From Syntax to Semantics

source := []byte(`
func New(cfg Config) *Handler { ... }

func (h *Handler) ServeHTTP(w http.ResponseWriter, r *http.Request) { ... }

type Config struct {
    Timeout time.Duration
    Logger  *slog.Logger
}
`)

chunks, _ := c.Chunk(ctx, chisel.Go, "api.go", source)

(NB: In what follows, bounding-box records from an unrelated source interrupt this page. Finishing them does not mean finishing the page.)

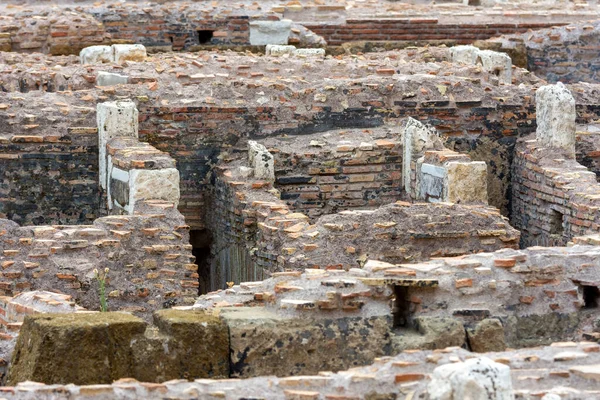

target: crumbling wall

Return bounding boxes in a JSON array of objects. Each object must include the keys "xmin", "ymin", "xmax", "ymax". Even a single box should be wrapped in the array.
[
  {"xmin": 489, "ymin": 21, "xmax": 600, "ymax": 83},
  {"xmin": 512, "ymin": 83, "xmax": 600, "ymax": 246},
  {"xmin": 0, "ymin": 201, "xmax": 198, "ymax": 316}
]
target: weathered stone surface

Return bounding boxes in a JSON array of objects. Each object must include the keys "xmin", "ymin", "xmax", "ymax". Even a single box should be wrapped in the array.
[
  {"xmin": 221, "ymin": 307, "xmax": 391, "ymax": 377},
  {"xmin": 250, "ymin": 20, "xmax": 292, "ymax": 46},
  {"xmin": 248, "ymin": 140, "xmax": 275, "ymax": 181},
  {"xmin": 79, "ymin": 46, "xmax": 113, "ymax": 64},
  {"xmin": 450, "ymin": 46, "xmax": 480, "ymax": 64},
  {"xmin": 96, "ymin": 100, "xmax": 138, "ymax": 189},
  {"xmin": 402, "ymin": 117, "xmax": 441, "ymax": 198},
  {"xmin": 134, "ymin": 310, "xmax": 229, "ymax": 382},
  {"xmin": 265, "ymin": 44, "xmax": 296, "ymax": 56},
  {"xmin": 8, "ymin": 313, "xmax": 146, "ymax": 385},
  {"xmin": 127, "ymin": 168, "xmax": 179, "ymax": 213},
  {"xmin": 535, "ymin": 82, "xmax": 576, "ymax": 158},
  {"xmin": 96, "ymin": 71, "xmax": 129, "ymax": 86},
  {"xmin": 477, "ymin": 50, "xmax": 512, "ymax": 85},
  {"xmin": 446, "ymin": 161, "xmax": 488, "ymax": 204},
  {"xmin": 427, "ymin": 357, "xmax": 514, "ymax": 400},
  {"xmin": 467, "ymin": 318, "xmax": 506, "ymax": 353},
  {"xmin": 569, "ymin": 364, "xmax": 600, "ymax": 381},
  {"xmin": 502, "ymin": 314, "xmax": 579, "ymax": 347},
  {"xmin": 294, "ymin": 49, "xmax": 325, "ymax": 57},
  {"xmin": 112, "ymin": 44, "xmax": 146, "ymax": 64}
]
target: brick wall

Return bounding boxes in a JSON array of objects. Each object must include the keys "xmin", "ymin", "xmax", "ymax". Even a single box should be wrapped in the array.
[
  {"xmin": 511, "ymin": 140, "xmax": 600, "ymax": 246},
  {"xmin": 305, "ymin": 18, "xmax": 557, "ymax": 45},
  {"xmin": 0, "ymin": 201, "xmax": 198, "ymax": 317},
  {"xmin": 491, "ymin": 21, "xmax": 600, "ymax": 83}
]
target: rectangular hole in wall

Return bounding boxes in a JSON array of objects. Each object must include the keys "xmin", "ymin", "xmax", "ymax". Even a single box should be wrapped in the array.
[
  {"xmin": 550, "ymin": 210, "xmax": 565, "ymax": 236},
  {"xmin": 190, "ymin": 229, "xmax": 212, "ymax": 295},
  {"xmin": 392, "ymin": 285, "xmax": 410, "ymax": 328},
  {"xmin": 197, "ymin": 30, "xmax": 214, "ymax": 44},
  {"xmin": 582, "ymin": 286, "xmax": 600, "ymax": 308}
]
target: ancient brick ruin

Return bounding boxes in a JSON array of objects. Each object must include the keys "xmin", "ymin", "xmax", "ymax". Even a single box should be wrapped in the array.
[{"xmin": 0, "ymin": 0, "xmax": 600, "ymax": 400}]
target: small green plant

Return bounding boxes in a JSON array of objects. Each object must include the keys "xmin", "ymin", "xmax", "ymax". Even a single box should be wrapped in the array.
[{"xmin": 94, "ymin": 268, "xmax": 109, "ymax": 312}]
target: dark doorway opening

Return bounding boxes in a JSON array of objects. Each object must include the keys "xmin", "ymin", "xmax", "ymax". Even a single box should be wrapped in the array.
[
  {"xmin": 197, "ymin": 30, "xmax": 214, "ymax": 44},
  {"xmin": 582, "ymin": 286, "xmax": 600, "ymax": 308},
  {"xmin": 190, "ymin": 229, "xmax": 212, "ymax": 294},
  {"xmin": 392, "ymin": 285, "xmax": 410, "ymax": 328},
  {"xmin": 550, "ymin": 210, "xmax": 565, "ymax": 236}
]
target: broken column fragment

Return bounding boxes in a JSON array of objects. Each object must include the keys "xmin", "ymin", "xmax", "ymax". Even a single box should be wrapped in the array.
[
  {"xmin": 402, "ymin": 118, "xmax": 442, "ymax": 198},
  {"xmin": 248, "ymin": 140, "xmax": 275, "ymax": 181},
  {"xmin": 96, "ymin": 100, "xmax": 138, "ymax": 190},
  {"xmin": 535, "ymin": 82, "xmax": 576, "ymax": 159}
]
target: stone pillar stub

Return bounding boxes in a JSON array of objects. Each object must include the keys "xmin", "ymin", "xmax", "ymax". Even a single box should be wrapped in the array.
[
  {"xmin": 535, "ymin": 82, "xmax": 577, "ymax": 158},
  {"xmin": 402, "ymin": 117, "xmax": 441, "ymax": 198},
  {"xmin": 477, "ymin": 50, "xmax": 512, "ymax": 85},
  {"xmin": 96, "ymin": 100, "xmax": 138, "ymax": 190},
  {"xmin": 248, "ymin": 140, "xmax": 275, "ymax": 181}
]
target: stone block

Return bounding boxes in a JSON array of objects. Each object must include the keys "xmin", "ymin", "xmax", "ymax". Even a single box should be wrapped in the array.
[
  {"xmin": 111, "ymin": 44, "xmax": 147, "ymax": 64},
  {"xmin": 96, "ymin": 71, "xmax": 129, "ymax": 86},
  {"xmin": 393, "ymin": 317, "xmax": 466, "ymax": 352},
  {"xmin": 467, "ymin": 318, "xmax": 506, "ymax": 353},
  {"xmin": 125, "ymin": 168, "xmax": 179, "ymax": 214},
  {"xmin": 8, "ymin": 312, "xmax": 146, "ymax": 385},
  {"xmin": 221, "ymin": 307, "xmax": 391, "ymax": 378},
  {"xmin": 134, "ymin": 309, "xmax": 229, "ymax": 382},
  {"xmin": 477, "ymin": 50, "xmax": 512, "ymax": 85},
  {"xmin": 265, "ymin": 44, "xmax": 296, "ymax": 57},
  {"xmin": 418, "ymin": 163, "xmax": 448, "ymax": 203},
  {"xmin": 294, "ymin": 49, "xmax": 325, "ymax": 57},
  {"xmin": 79, "ymin": 46, "xmax": 113, "ymax": 64},
  {"xmin": 427, "ymin": 357, "xmax": 514, "ymax": 400},
  {"xmin": 248, "ymin": 140, "xmax": 275, "ymax": 182},
  {"xmin": 450, "ymin": 46, "xmax": 479, "ymax": 65},
  {"xmin": 250, "ymin": 19, "xmax": 292, "ymax": 46},
  {"xmin": 96, "ymin": 100, "xmax": 138, "ymax": 190},
  {"xmin": 444, "ymin": 161, "xmax": 488, "ymax": 204},
  {"xmin": 402, "ymin": 117, "xmax": 441, "ymax": 198},
  {"xmin": 535, "ymin": 82, "xmax": 577, "ymax": 158}
]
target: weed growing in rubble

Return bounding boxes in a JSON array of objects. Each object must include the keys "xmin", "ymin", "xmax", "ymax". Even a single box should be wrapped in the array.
[{"xmin": 94, "ymin": 268, "xmax": 109, "ymax": 312}]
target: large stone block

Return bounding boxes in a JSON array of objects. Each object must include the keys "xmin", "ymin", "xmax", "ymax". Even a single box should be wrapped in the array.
[
  {"xmin": 134, "ymin": 309, "xmax": 229, "ymax": 382},
  {"xmin": 8, "ymin": 312, "xmax": 146, "ymax": 385},
  {"xmin": 125, "ymin": 168, "xmax": 179, "ymax": 214},
  {"xmin": 427, "ymin": 357, "xmax": 515, "ymax": 400},
  {"xmin": 112, "ymin": 44, "xmax": 147, "ymax": 64},
  {"xmin": 221, "ymin": 307, "xmax": 391, "ymax": 378},
  {"xmin": 79, "ymin": 46, "xmax": 113, "ymax": 64},
  {"xmin": 535, "ymin": 82, "xmax": 577, "ymax": 158},
  {"xmin": 450, "ymin": 46, "xmax": 479, "ymax": 65},
  {"xmin": 250, "ymin": 19, "xmax": 292, "ymax": 46},
  {"xmin": 467, "ymin": 318, "xmax": 506, "ymax": 353},
  {"xmin": 248, "ymin": 140, "xmax": 275, "ymax": 181},
  {"xmin": 445, "ymin": 161, "xmax": 488, "ymax": 204},
  {"xmin": 96, "ymin": 100, "xmax": 138, "ymax": 190}
]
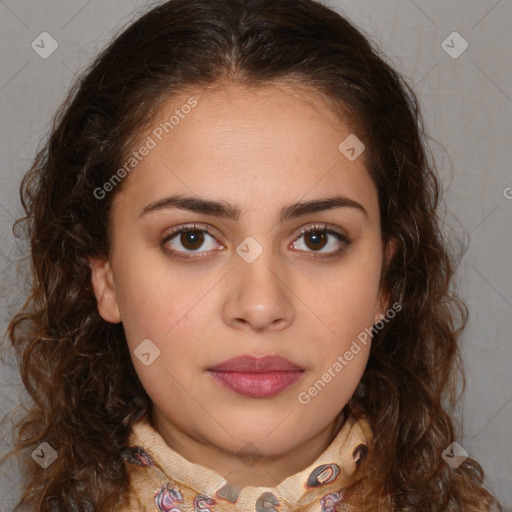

for _, chunk := range chunks {
    fmt.Printf("[%s] %s (lines %d-%d)\n", chunk.Kind, chunk.Symbol, chunk.StartLine, chunk.EndLine)
}
// [function] New (lines 2-2)
// [method] Handler.ServeHTTP (lines 4-4)
// [class] Config (lines 6-9)

Every chunk carries its symbol name, kind, line range, and parent context. Methods know their receiver. Nested types know their enclosing scope.

chunk := chunks[1]
// chunk.Symbol    → "Handler.ServeHTTP"
// chunk.Kind      → "method"
// chunk.Context   → ["Handler"]
// chunk.Content   → the full method source
// chunk.StartLine → 4
// chunk.EndLine   → 4

Feed chunks to an embedding model, store in a vector database, and search code by meaning rather than text.

Install

go get github.com/zoobz-io/chisel

Language providers (install only what you need):

go get github.com/zoobz-io/chisel/golang     # Go (stdlib, no deps)
go get github.com/zoobz-io/chisel/markdown   # Markdown (no deps)
go get github.com/zoobz-io/chisel/typescript # TypeScript/JavaScript (tree-sitter)
go get github.com/zoobz-io/chisel/python     # Python (tree-sitter)
go get github.com/zoobz-io/chisel/rust       # Rust (tree-sitter)

Requires Go 1.24+.

Quick Start

package main

import (
    "context"
    "fmt"

    "github.com/zoobz-io/chisel"
    "github.com/zoobz-io/chisel/golang"
    "github.com/zoobz-io/chisel/typescript"
)

func main() {
    // Create a chunker with language providers
    c := chisel.New(
        golang.New(),
        typescript.New(),
        typescript.NewJavaScript(),
    )

    source := []byte(`
package auth

// Authenticate validates user credentials.
func Authenticate(username, password string) (*User, error) {
    // ...
}

// User represents an authenticated user.
type User struct {
    ID    string
    Email string
}
`)

    chunks, err := c.Chunk(context.Background(), chisel.Go, "auth.go", source)
    if err != nil {
        panic(err)
    }

    for _, chunk := range chunks {
        fmt.Printf("[%s] %s\n", chunk.Kind, chunk.Symbol)
        fmt.Printf("  Lines: %d-%d\n", chunk.StartLine, chunk.EndLine)
        if len(chunk.Context) > 0 {
            fmt.Printf("  Context: %v\n", chunk.Context)
        }
    }
}

Output:

[function] Authenticate
  Lines: 4-6
[class] User
  Lines: 8-12

Capabilities

Feature Description Docs
Multi-language Go, TypeScript, JavaScript, Python, Rust, Markdown Providers
Semantic extraction Functions, methods, classes, interfaces, types, enums Concepts
Context preservation Parent chain for nested definitions Architecture
Line mapping Precise source locations for each chunk Types
Zero-copy providers Go and Markdown use stdlib only Architecture

Why Chisel?

  • Semantic boundaries — Chunks split at function/class boundaries, not arbitrary line counts
  • Embedding-ready — Output designed for vector databases and semantic search
  • Isolated dependencies — Tree-sitter only where needed; Go/Markdown have zero external deps
  • Context-aware — Methods know their parent class; nested functions know their scope
  • Consistent interface — Same Provider contract across all languages

Code Intelligence Pipelines

Chisel enables a pattern: parse once, search by meaning.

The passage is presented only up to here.